Pour coordonner cette flotte, Jérôme Mercier a conçu un système d’intelligence artificielle chargé d’analyser les données récoltées. « L’IA digère un volume monstrueux d’informations.  Elle détermine ainsi quelles zones prioriser, évite les conditions météo défavorables, et réoriente les robots. » Mais l’intérêt ne s’arrête pas à la logistique. L’IA a aussi une vocation pédagogique : traduire des données techniques en contenus lisibles pour le grand public, les décideurs et les chercheurs. « Quand un geek parle, souvent on ne comprend rien, sourit l’inventeur. L’IA permettra de rendre ce savoir accessible, de faire prendre conscience que même une eau limpide peut être saturée de microplastiques. »

Reste le passage, toujours très hasardeux, du prototypage à la preuve de concept, et notamment la viabilité financière d’un tel projet. C’est là qu’intervient Sami Chlagou, producteur de films et de jeux vidéo, à la tête de l’entreprise Cross The Ages. « Jérôme m’a touché par sa sincérité et sa vocation. Il ne voulait pas vendre une idée, mais réaliser un rêve utile, raconte-t-il. Mon rôle, c’est de lui donner les moyens de le concrétiser à grande échelle. » Sami Chlagou pilote désormais la commercialisation et la levée de fonds du projet, avec une ambition claire : « en faire un produit mondial ». Et pour cela, sortir des codes et méandres financiers classiques. La première phase de déploiement aura lieu à Marseille, avec cinquante robots mis à l’eau dans les deux mois à venir.

Une ambition planétaire

Le modèle économique imaginé par Chlagou se veut participatif. « Le grand public pourra acheter son propre robot  à un prix très compétitif, explique-t-il. L’idée, c’est de permettre à chacun de contribuer à la dépollution, d’avoir sa flotte, même modeste. » Le système s’inspire du monde du gaming dont il est un des acteurs majeurs aujourd’hui. Un classement mondial récompensera les robots ou flottes ayant collecté le plus de plastique. « Les marques, les institutions ou même les particuliers pourront sponsoriser des robots. On veut créer une émulation positive, une compétition vertueuse. » Le projet a déjà séduit plusieurs partenaires potentiels, des fondations environnementales aux instituts de recherche en passant par de grands groupes attirés par ce défi novateur. « Il y a un intérêt scientifique évident, confirme Chlagou. Ces robots peuvent fournir des données inédites sur la répartition du plastique dans les mers. »
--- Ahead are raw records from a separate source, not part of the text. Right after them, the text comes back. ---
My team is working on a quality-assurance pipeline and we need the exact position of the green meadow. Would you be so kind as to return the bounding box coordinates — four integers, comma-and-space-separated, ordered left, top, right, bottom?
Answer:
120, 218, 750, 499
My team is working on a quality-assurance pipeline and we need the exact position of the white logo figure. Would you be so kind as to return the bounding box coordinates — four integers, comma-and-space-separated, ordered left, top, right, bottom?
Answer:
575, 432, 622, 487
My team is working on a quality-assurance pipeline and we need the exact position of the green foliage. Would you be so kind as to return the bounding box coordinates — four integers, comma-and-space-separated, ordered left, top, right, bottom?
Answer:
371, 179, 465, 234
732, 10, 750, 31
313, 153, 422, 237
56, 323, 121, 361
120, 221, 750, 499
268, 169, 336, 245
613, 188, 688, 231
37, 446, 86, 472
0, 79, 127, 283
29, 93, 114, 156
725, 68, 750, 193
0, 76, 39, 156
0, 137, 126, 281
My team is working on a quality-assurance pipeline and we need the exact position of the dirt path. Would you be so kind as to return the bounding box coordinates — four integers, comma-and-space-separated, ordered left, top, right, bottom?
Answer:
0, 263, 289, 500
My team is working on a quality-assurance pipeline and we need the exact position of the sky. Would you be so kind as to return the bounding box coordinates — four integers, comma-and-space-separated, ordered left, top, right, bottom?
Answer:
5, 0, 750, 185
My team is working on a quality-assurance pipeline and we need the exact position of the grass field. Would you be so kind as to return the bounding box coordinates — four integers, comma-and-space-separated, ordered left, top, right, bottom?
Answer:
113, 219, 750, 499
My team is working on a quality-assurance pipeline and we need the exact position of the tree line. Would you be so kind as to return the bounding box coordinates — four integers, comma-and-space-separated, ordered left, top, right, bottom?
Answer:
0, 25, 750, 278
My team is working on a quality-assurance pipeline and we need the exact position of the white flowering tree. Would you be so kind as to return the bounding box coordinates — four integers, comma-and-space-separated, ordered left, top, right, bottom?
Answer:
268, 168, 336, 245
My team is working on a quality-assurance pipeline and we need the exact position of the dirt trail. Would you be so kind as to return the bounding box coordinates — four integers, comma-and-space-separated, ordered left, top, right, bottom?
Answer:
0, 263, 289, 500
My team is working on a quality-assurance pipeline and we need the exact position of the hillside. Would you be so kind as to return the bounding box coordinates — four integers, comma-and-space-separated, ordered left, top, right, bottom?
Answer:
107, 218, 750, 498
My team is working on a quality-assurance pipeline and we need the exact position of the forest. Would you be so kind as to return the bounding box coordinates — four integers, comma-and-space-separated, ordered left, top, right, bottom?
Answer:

Mais les deux hommes veulent aller plus loin. « Marseille est un point de départ, affirme Jérôme Mercier. Si on prouve que ça marche ici, on pourra répliquer la flotte partout : dans les ports, les lacs, les fleuves, les zones industrielles. » Entre la créativité artisanale de Mercier et la rigueur entrepreneuriale de Chlagou, l’alliance pourrait bien faire école.
« C’est la rencontre entre un geek et un stratège, résume l’inventeur. Moi, je bricole, lui, il structure. » Dans deux mois, les premiers robots prendront la mer. Et si la phase de test se révèle concluante, la Méditerranée pourrait bien devenir le laboratoire mondial de la dépollution robotisée. « On n’est pas dans la science-fiction, insiste Sami Chlagou. On est dans une révolution douce, marseillaise et concrète. »

Jérôme Mercier : inventeur autodidacte

Né à Marseille, ancien technicien dans l’événementiel, Jérôme Mercier a quitté l’école en terminale « faute d’informatique ». Passionné d’électronique, il conçoit depuis trois ans une flotte de drones marins autonomes capables de collecter et cartographier les microplastiques. Un projet nourri par l’amour de la mer et le désir de transmettre à ses filles une planète un peu plus propre.

Sami Chlagou : entrepreneur connecté

Producteur de films et CEO de Cross The Ages, univers transmédia mêlant blockchain et jeu vidéo, Sami Chlagou met son savoir-faire au service du déploiement international de la flotte de drones. À la fois investisseur et stratège marketing, il pilote la phase de levée de fonds et de commercialisation, convaincu que la technologie peut aussi réparer la mer.